Dans notre société actuelle, comme dans toutes les sociétés, les valeurs familiales sont vénérées. La famille représente l’unité, la stabilité, l’amour et la transmission. C’est le cocon qui soude et qui protège, la cellule où l’on naît et grandit, le lieu des découvertes et des apprentissages, l’endroit où l’on peut à tout moment se réfugier.

C’est en famille que l’on apprend les règles du vivre-ensemble : le respect, la tolérance, la générosité, l’honnêteté et l’empathie. La famille, même sous ses nouvelles formes, reste le socle de la vie humaine et la base d’une société solidaire et ordonnée.

Il en ressort une vision idéalisée de la famille, équilibrée et harmonieuse, au service des membres qui la composent.

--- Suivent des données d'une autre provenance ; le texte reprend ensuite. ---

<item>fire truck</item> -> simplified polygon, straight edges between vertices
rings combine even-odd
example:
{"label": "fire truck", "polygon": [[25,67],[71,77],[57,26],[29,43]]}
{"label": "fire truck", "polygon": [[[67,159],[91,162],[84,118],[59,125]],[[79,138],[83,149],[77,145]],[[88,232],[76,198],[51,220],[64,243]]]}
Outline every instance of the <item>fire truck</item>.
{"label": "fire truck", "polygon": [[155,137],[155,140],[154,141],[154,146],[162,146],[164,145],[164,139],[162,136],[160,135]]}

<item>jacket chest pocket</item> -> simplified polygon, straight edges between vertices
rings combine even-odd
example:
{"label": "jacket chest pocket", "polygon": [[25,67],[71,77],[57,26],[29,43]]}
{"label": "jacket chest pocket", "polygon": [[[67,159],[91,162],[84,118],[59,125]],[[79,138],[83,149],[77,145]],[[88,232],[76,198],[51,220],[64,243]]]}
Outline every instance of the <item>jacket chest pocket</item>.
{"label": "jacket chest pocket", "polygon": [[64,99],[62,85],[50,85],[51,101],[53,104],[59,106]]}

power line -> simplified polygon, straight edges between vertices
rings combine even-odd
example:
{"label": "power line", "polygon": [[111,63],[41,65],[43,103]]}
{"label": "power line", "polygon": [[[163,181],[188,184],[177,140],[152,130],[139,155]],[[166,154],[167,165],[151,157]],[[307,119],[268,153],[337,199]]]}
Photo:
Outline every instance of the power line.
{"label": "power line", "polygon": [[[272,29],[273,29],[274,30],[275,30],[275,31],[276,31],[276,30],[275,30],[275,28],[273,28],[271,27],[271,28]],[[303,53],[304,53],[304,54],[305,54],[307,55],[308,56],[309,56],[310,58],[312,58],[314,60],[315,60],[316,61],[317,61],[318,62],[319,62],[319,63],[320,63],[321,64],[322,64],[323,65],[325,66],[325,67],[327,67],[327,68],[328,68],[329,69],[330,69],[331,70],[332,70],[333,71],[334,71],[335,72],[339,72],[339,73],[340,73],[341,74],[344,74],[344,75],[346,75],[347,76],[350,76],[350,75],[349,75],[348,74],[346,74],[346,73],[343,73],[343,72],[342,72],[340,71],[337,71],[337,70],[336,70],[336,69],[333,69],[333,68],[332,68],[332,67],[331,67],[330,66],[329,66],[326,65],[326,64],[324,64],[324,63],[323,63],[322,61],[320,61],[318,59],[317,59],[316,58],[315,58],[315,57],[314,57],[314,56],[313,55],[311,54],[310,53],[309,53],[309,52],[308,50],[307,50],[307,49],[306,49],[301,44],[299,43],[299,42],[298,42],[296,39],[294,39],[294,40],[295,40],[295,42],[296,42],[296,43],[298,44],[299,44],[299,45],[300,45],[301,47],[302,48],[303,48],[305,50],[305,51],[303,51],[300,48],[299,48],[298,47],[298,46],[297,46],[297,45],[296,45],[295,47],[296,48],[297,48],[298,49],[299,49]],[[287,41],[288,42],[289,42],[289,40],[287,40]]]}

L’endroit où naissent les enfants et où meurent les hommes, où fleurissent la liberté et l’amour, n’est ni un bureau, ni un magasin, ni une usine. C’est la famille.
Gilbert Keith Chesterton

Pourtant, les réalités familiales sont bien différentes et s’écartent de cette vision parfaite : à peu près toutes les familles sont marquées par des conflits profonds, des rancunes tenances, des animosités ou des haines. Les familles sont traversées par des drames, des jalousies, des déchirures qui véhiculent culpabilité et honte. Des « problèmes » dont on préfère ne pas parler, la plupart d’entre nous préférant s’en tenir à une harmonie de façade, entre secrets et non-dits.

Les pires histoires sont des histoires de famille.
Jovette-Alice Bernier, Non monsieur

Et si la famille idéale était un mythe ? Et si la famille telle qu’elle existe dans l’imaginaire collectif n’avait jamais existé ? Cet écart entre idéal et réalité peut créer de la souffrance. Car on se méprend certainement sur la famille, son utilité, son ressort, sa nature profonde. Le but de la famille n’est peut-être ni l’union ni l’harmonie, mais autre chose que l’on ne perçoit pas encore.

Au-delà de l’image d’Epinal, il convient de se réinterroger sur la famille. Sortir du mythe permettra peut-être de se réconcilier avec le « système familial », un système dont personne ne sort indemne…

A quoi sert la famille ? A protéger, à unir, à élever ses membres. Mais au-delà de cette image de cohésion, les familles sont vouées à l’éclatement et à la désunion, ne serait-ce que parce que les enfants sont destinés à quitter le foyer : les fratries se délitent et les parents restent seuls.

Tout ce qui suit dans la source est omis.